# nach defragmentieren fährt Laptop nicht mehr hoch



## ziriander (8. Dezember 2007)

Hallo Leute,

nachdem ich mit einer Software (nicht Windows Defrag.) mein Laufwerk D defragmentiert habe, fährt mein Laptop nicht mehr hoch. Mitten während des Forgangs war plötzlich Schluss. Ich sehe nur noch einen schwarzen Bildschirm und einen blinkenden Cursor. Da ich nicht mal ungefähr nachvollziehen kann was da passiert ist, möchte ich nicht einfach Windows neu installieren. Was gibt es denn noch für Möglichkeiten an meine Daten ranzukommen bzw. den Rechner wieder flott zu bekommen ?


Hoffe auf eure Hilfe
Mario


----------



## fluessig (8. Dezember 2007)

Also, wenn ich dich richtig verstehe, kommst du nicht mal mehr in den abgesicherten Modus.

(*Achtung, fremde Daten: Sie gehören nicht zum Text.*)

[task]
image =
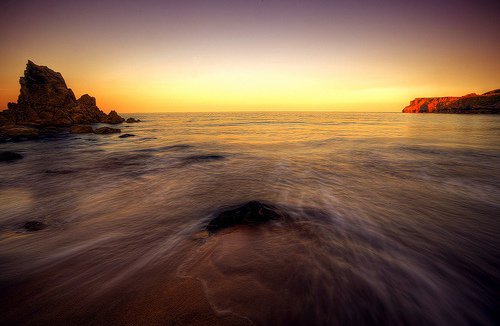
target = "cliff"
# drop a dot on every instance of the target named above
(45, 100)
(472, 103)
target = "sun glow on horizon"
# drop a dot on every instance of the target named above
(245, 55)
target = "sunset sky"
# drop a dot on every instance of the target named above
(231, 55)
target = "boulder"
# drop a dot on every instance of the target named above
(132, 120)
(81, 129)
(34, 226)
(113, 118)
(10, 156)
(126, 135)
(251, 213)
(45, 100)
(107, 130)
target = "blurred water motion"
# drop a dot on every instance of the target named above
(394, 219)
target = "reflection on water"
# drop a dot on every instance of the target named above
(393, 218)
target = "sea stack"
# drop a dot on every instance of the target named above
(46, 101)
(472, 103)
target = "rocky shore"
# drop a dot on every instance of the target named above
(472, 103)
(46, 105)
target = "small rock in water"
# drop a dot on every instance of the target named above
(81, 129)
(203, 158)
(251, 213)
(10, 156)
(113, 118)
(18, 133)
(34, 226)
(126, 135)
(201, 235)
(107, 130)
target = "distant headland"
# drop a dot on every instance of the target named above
(472, 103)
(46, 105)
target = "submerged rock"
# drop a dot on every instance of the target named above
(81, 129)
(203, 158)
(10, 156)
(126, 135)
(45, 100)
(472, 103)
(107, 130)
(251, 213)
(34, 226)
(113, 118)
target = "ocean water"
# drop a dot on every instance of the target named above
(393, 219)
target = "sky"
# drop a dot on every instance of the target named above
(255, 55)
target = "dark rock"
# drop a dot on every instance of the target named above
(59, 171)
(45, 100)
(113, 118)
(81, 129)
(126, 135)
(107, 130)
(18, 132)
(472, 103)
(251, 213)
(203, 158)
(10, 156)
(34, 226)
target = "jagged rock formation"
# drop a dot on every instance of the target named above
(472, 103)
(45, 100)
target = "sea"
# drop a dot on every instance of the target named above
(393, 219)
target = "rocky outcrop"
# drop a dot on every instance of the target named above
(45, 101)
(472, 103)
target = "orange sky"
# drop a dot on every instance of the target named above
(254, 55)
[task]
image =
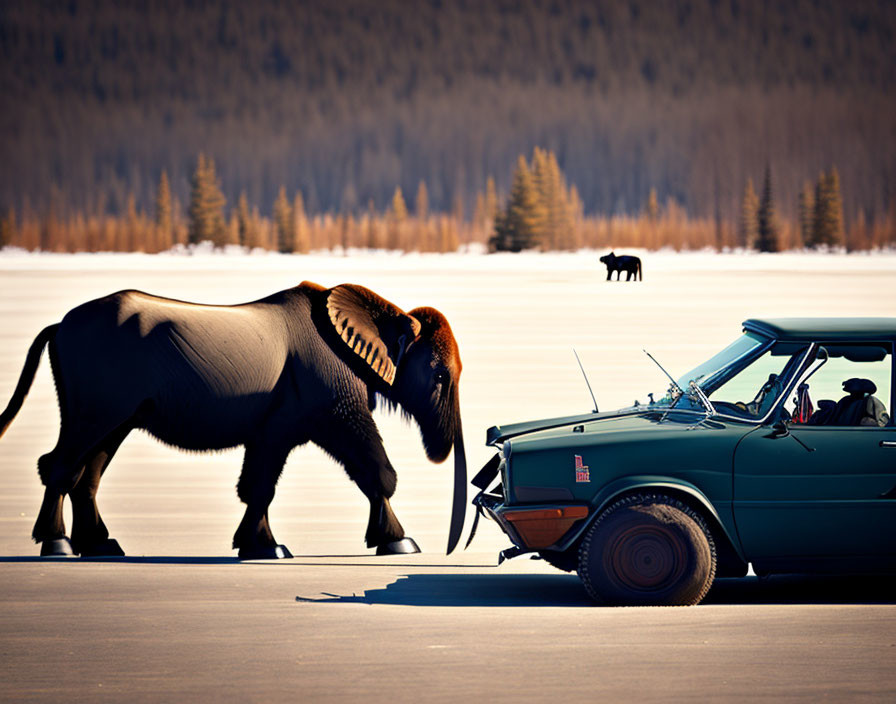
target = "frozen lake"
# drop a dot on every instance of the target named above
(337, 624)
(516, 318)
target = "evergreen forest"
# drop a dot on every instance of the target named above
(420, 125)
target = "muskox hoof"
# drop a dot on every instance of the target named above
(60, 547)
(271, 552)
(405, 546)
(104, 548)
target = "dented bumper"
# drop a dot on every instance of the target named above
(530, 528)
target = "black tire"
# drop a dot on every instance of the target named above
(567, 561)
(648, 550)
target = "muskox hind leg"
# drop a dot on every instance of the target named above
(262, 466)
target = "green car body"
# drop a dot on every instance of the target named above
(783, 491)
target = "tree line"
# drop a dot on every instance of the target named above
(345, 101)
(542, 210)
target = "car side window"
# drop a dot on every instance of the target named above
(851, 387)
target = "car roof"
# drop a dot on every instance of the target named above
(820, 329)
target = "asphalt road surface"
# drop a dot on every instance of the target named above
(180, 619)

Ich würde versuchen den Laptop mit der Windows-CD zu starten und dann eine automatische Reparatur des Systems vornehmen. Ich hoffe du hast nicht nur so eine alberne Rescue CD bekommen, denn die könnte dir alles plattmachen (= System in den Kaufzustand zurück setzen).


----------



## ziriander (8. Dezember 2007)

Nein, ich komme nicht in den abgesicherten Modus.

Ich habe eine original WindowsXP-CD und kann die über die Tastatur auch starten, aber der Reparaturmodus wird nicht angeboten. Ich kann nur löschen, formatieren oder abbrechen. Echt schräg das ganze ..... Immerhin scheinen noch beiden Partitionen noch da zu sein. 

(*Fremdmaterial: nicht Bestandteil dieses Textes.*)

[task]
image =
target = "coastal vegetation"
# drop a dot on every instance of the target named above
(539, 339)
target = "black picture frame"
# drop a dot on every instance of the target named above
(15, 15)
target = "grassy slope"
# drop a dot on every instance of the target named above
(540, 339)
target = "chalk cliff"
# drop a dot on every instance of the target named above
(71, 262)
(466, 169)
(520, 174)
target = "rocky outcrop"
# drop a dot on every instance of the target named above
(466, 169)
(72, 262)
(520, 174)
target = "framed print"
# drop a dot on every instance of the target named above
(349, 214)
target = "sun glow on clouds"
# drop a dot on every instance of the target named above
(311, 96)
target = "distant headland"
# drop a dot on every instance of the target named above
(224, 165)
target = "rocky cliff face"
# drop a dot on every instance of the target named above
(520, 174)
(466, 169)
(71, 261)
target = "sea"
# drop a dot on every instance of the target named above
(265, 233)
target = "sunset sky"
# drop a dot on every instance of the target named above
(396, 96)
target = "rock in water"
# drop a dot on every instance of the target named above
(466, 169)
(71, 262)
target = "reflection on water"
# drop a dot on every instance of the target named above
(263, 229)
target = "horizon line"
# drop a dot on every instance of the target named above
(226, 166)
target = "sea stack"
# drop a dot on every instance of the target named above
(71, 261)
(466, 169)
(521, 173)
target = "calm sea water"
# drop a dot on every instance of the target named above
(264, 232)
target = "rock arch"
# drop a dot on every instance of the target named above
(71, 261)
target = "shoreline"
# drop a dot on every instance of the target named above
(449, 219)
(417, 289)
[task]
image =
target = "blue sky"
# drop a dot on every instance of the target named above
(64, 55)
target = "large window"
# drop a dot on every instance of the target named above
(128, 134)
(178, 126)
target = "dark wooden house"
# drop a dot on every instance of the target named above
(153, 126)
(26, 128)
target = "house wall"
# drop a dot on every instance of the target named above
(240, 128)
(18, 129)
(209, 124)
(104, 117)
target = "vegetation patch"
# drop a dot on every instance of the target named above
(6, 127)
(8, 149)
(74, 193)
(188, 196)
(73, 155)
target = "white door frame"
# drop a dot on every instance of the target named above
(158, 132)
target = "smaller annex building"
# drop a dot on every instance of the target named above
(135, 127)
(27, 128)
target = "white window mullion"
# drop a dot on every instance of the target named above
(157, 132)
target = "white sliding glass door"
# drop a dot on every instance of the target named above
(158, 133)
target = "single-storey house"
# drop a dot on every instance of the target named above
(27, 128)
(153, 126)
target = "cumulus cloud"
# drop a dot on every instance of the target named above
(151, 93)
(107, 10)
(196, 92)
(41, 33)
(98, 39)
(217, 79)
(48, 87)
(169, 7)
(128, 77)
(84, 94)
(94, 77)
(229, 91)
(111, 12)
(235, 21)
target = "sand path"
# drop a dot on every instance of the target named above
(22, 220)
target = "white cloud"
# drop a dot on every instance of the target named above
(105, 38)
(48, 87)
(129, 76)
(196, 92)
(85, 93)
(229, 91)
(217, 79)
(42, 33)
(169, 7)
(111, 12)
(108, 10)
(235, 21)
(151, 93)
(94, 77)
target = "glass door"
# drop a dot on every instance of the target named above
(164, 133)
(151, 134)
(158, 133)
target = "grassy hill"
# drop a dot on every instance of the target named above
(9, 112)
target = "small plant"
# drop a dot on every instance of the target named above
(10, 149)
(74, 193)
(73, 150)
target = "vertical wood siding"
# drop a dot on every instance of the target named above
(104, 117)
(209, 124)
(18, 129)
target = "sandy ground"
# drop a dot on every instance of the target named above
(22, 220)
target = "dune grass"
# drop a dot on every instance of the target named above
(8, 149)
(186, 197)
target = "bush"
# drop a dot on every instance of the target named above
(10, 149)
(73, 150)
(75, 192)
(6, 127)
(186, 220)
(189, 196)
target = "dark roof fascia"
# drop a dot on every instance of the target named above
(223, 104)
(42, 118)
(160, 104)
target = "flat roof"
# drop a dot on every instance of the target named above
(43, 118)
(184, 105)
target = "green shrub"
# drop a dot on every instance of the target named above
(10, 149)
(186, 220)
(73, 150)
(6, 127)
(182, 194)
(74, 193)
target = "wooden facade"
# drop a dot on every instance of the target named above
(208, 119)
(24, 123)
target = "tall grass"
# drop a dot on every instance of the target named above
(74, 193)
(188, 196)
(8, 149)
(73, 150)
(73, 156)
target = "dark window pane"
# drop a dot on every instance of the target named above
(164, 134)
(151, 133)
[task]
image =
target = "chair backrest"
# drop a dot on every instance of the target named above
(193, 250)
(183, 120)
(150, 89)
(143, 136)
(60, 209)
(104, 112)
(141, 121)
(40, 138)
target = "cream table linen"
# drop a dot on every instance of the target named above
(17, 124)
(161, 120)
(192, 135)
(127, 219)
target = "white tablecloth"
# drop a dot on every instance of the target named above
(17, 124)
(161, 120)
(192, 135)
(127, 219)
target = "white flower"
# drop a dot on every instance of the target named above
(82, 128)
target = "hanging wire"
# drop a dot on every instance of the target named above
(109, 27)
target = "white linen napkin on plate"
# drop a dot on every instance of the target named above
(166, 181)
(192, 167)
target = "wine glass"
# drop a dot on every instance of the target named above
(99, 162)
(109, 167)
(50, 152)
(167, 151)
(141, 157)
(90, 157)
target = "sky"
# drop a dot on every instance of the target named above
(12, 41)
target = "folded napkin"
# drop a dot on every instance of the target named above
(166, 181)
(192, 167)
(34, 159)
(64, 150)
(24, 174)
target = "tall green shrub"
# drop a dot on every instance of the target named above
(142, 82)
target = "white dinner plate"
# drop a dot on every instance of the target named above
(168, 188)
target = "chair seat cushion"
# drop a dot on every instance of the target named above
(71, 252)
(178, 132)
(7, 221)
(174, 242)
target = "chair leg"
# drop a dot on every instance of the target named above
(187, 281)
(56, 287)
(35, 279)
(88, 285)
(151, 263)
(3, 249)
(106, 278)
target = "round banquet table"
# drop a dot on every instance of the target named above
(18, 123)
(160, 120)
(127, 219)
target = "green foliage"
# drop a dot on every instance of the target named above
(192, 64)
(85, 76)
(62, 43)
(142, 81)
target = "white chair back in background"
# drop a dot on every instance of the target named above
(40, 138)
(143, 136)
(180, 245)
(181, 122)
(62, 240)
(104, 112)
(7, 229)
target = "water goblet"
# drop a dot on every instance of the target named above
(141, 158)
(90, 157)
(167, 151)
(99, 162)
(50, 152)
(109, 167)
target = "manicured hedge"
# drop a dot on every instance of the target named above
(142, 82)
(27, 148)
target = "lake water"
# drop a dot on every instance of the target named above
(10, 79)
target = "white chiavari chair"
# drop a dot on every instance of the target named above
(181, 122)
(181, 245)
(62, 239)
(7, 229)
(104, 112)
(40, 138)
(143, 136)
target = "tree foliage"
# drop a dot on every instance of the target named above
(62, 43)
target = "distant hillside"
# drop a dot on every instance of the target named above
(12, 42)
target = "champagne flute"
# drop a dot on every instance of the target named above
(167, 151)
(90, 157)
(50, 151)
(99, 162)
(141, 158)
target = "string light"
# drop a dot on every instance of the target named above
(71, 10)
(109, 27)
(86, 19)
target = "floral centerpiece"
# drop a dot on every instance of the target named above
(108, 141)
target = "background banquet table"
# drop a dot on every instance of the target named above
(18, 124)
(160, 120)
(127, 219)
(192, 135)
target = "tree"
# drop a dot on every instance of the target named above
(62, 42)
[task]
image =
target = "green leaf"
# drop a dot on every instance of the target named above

Irgendwo im Netz habe ich mal gelesen das so was gelegentlich beim Defragmentieren vorkommt und man dann DOS neu installieren sollte. Aber, hey ..... habe echt keine Ahnung was es damit auf sich hat.

Kann ich nicht extern auf die Laptop-Festplatte zugreifen um wenigstens die Daten zu retten ?


----------



## fluessig (8. Dezember 2007)

Du musst auch als erstes Windows Installieren wählen, dann erkennt die CD schon installierte Versionen. Erst wenn er deine XP Installation gefunden hat, bietet dir der Windows Installer auch die Reperatur Option an.

 Nicht ganz logisch, aber man hat sich damit abgefunden.

Das mit DOS vergiss am besten gleich wieder - Windows hat kein DOS mehr.

Zur letzten Frage: Ja du kannst die Platte ausbauen und mit einem Adapter an einen Desktop PC anschließen (ist nicht zu teuer).


----------



## ziriander (8. Dezember 2007)

Das mit dem "Reparieren" geht nicht. Ich habe "Installieren" gewählt, aber das Laufwerk scheint lehr zu sein. Ups. Und wenn auf dem Laufwerk nichts drauf ist gibt es auch kein reparieren. Allerdings kann ich mir nicht vorstellen das durch die Defragmentierung alles gelöscht wurde. Ich denke das da einfach was durcheinander geraten ist. Allerdings bringt mich das auch nicht weiter. 

Ich denke ich sollte zuerst doch die Daten retten. Wo bekomme ich den so einen Adapter der genau ?


----------



## fluessig (8. Dezember 2007)

Als Freiburger gehst am besten zu K&M. Dort haben die das Teil auf jeden Fall.


----------